By combining and extending such concepts and techniques, we hope to produce a macroscopic model of “gray matter,” the structural matrix of which will consist of a dense, homogeneously-mixed, conglomerate of small pellets, capable of supporting internal waves of excitation, of changing electrical behavior through internal fine-structure growth, and of forming temporal associations in response to peripheral shocks.

A few experimenters have subsequently pursued the iron-wire nerve-impulse analogy further, hoping thereby to illuminate the mechanisms of nerve excitation, impulse transmission and recovery, but interest has generally been quite low. It has remained fairly undisturbed in the text books and lecture demonstrations of medical students, as a picturesque aid to their formal education. On the outer fringes of biology, still less interest has been displayed; the philosophical vitalists would surely be revolted by the idea of such models of mind and memory, and at the other end of the scale, contemporary computer engineers generally assume that a nerve cell operates much too slowly to be of any value. This lack of interest is certainly due, in part, to success in developing techniques of monitoring individual nerve fibers directly to the point that it is just about as easy to work with large nerve fibers (and even peripheral and spinal junctions) as it is to work with iron wires. Under such circumstances, the model has only limited value, perhaps just to the extent that it emphasizes the role of factors other than specific molecular structure and local chemical reactions in the dynamics of nerve action.

When we leave the questions of impulse transmission on long fibers and peripheral junctions, however, and attempt to discuss the brain, there can be hardly any doubt that the development of a meaningful physical model technique would be of great value. Brain tissue is soft and sensitive, the cellular structures are small, tangled, and incredibly numerous. Therefore ([Young (24)]), “ ... physiologists hope that after having learned a lot about nerve-impulses in the nerves they will be able to go on to study how these impulses interact when they reach the brain. [But], we must not assume that we shall understand the brain only in the terms we have learned to use for the nerves. The function of nerves is to carry impulses—like telegraph wires. The functions of brains is something else.” But, confronted with such awesome experimental difficulties, with no comprehensive mathematical theory in sight, we are largely limited otherwise to verbal discourses, rationales and theorizing, a hopelessly clumsy tool for the development of an adequate understanding of brain function. A little over ten years ago [Sperry (19)] said, “Present day science is quite at a loss even to begin to describe the neural events involved in the simplest form of mental activity.” This situation has not changed much today. The development, study, and understanding of complex high-density cellular structures which incorporate characteristics of both the Lillie and Pask models may, it is hoped, alleviate this situation. There would also be fairly obvious technological applications for such techniques if highly developed and which, more than any other consideration, has prompted support for this work.

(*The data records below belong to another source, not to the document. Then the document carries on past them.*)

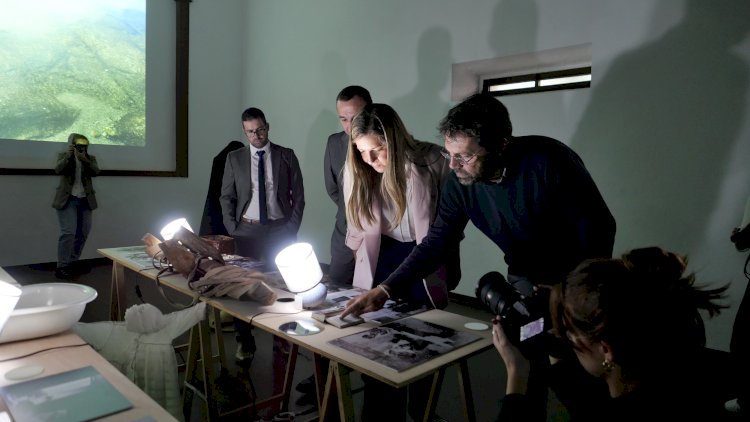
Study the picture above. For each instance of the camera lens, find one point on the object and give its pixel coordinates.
(496, 293)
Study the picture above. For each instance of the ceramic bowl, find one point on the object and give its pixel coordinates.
(45, 309)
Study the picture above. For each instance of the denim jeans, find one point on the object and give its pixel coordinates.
(75, 225)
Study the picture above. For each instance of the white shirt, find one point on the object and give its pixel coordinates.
(77, 189)
(273, 208)
(404, 232)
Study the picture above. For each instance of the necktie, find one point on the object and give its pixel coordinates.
(262, 188)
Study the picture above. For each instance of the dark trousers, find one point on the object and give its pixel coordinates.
(263, 242)
(75, 225)
(381, 401)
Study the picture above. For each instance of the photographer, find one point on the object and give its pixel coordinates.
(530, 195)
(75, 200)
(634, 323)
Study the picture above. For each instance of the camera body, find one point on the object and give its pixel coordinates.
(523, 313)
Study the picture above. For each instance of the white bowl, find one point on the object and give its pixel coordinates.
(45, 309)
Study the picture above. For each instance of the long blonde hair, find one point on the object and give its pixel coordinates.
(383, 123)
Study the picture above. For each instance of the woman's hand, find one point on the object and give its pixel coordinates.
(517, 366)
(366, 302)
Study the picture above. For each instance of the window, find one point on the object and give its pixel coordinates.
(537, 71)
(539, 82)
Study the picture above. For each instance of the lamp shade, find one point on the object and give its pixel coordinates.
(299, 267)
(9, 295)
(170, 229)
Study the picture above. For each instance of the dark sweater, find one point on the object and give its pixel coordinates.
(547, 215)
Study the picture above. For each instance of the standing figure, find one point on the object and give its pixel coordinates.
(262, 200)
(392, 186)
(530, 195)
(75, 200)
(349, 102)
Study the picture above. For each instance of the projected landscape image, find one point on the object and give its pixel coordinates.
(73, 66)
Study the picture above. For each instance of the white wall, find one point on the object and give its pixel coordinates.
(664, 129)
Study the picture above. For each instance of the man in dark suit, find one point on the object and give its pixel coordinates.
(212, 222)
(262, 200)
(350, 101)
(261, 233)
(75, 200)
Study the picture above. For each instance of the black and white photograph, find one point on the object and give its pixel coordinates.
(405, 343)
(393, 311)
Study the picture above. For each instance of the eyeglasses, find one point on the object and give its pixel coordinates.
(462, 161)
(261, 130)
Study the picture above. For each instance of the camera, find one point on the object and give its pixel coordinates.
(522, 311)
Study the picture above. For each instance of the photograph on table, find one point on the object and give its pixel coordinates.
(405, 343)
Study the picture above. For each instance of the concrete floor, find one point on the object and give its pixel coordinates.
(487, 371)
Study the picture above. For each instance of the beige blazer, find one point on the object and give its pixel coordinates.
(425, 181)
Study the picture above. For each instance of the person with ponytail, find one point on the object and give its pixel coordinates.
(634, 323)
(392, 185)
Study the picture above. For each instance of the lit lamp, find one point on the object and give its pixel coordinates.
(170, 229)
(9, 295)
(301, 271)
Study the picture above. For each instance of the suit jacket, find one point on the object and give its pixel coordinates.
(428, 172)
(236, 189)
(333, 165)
(66, 168)
(212, 222)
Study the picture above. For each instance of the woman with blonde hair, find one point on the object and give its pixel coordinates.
(392, 186)
(634, 323)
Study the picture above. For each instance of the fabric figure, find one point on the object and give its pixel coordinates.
(141, 348)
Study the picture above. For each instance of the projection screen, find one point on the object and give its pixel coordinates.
(113, 70)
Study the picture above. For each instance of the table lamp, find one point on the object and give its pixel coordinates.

Experiments to date have been devised which demonstrate the following basic physical functional characteristics:

(1) Control of bulk resistivity of electrolytes containing closely-packed, poorly-conducting pellets

(2) Circulation of regenerative waves on closed loops

(3) Strong coupling between isolated excitable sites

(4) Logically-complete wave interactions, including facilitation and annihilation

(5) Dendrite growth by electrodeposition in “closed” excitable systems

(6) Subthreshold distributed field effects, especially in locally-refractory regions.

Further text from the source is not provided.